Currently, substantial subsidies for consolidation projects are provided by local authorities, primarily funded through local tax revenues. However, to enhance economic incentives and ensure long-term financial sustainability, the Zhejiang provincial government has introduced a market-driven mechanism. Under the policy outlined in “Zhejiang Province’s Opinions on Implementing Comprehensive Land Consolidation and Ecological Restoration Projects” (ZPG, 2018), land quotas generated from settlement consolidation—analogous to transferable development rights—can now be traded in the market (Chen et al., 2023). This innovative approach not only addresses funding gaps but also fosters broader participation in settlement consolidation.
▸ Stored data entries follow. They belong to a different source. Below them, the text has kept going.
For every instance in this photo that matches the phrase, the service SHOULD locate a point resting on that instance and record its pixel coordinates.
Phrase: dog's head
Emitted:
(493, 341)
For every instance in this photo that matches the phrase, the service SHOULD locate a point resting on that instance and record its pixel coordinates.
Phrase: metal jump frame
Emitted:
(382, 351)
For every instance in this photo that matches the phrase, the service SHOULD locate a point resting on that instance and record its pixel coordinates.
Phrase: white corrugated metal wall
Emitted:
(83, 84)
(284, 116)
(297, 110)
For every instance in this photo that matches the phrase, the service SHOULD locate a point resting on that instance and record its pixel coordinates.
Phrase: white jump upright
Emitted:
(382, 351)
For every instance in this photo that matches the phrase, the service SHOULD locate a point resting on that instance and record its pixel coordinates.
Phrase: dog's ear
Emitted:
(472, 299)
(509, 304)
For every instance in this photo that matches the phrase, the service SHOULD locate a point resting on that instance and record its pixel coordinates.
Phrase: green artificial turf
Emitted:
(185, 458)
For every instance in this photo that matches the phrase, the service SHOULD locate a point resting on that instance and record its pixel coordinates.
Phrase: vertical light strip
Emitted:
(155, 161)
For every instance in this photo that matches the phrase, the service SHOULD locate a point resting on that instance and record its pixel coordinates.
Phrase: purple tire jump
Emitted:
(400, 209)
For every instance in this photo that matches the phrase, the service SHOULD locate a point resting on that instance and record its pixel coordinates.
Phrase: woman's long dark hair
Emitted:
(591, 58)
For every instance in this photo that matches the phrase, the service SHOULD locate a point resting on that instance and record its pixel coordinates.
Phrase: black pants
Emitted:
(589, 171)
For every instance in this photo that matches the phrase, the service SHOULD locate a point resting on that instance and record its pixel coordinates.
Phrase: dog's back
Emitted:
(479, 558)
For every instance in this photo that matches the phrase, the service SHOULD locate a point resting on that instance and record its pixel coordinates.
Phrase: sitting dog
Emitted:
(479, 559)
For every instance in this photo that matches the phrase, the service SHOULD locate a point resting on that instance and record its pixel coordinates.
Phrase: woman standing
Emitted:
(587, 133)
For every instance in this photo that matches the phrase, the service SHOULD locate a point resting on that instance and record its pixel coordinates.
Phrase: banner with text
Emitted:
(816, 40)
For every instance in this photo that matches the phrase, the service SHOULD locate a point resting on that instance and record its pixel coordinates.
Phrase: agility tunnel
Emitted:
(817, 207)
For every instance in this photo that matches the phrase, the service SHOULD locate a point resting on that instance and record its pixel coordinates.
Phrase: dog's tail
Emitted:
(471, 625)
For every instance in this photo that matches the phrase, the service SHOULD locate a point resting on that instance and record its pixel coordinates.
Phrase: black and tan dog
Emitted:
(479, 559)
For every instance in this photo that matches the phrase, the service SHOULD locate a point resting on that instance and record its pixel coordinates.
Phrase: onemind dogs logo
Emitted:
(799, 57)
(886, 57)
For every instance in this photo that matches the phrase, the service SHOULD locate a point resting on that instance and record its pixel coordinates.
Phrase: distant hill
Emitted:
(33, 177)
Settlement consolidation goes beyond demolishing old houses and reclaiming cropland, it has profound implications for local well-beings, livelihood, and cultural heritage of local communities. Housing is a critical factor in economic and social stability for these families, significantly influencing their willingness to participate in consolidation practices (Liu et al., 2020; Gao et al., 2023). Thus, regions with high consolidation potential are supposed to implement comprehensive welfare programs to compensate residents who lose their residences and ensure the maintenance of desired livelihoods after consolidation. Other than the economic dimension, some settlements hold significant cultural and historical value. Many old buildings in rural areas are important historical assets that deserve deliberate protection to meet cultural preservation goals and sustain the historical identity of these communities. Interviews reveal that for some residents, settlements serve as emotional anchors, sites of ancestral worships, and centers of family connection (Fang et al., 2016). Consequently, settlement consolidation should prioritize minimizing land use conflicts and creating synergies between settlement development, local well-being, and cultural protection.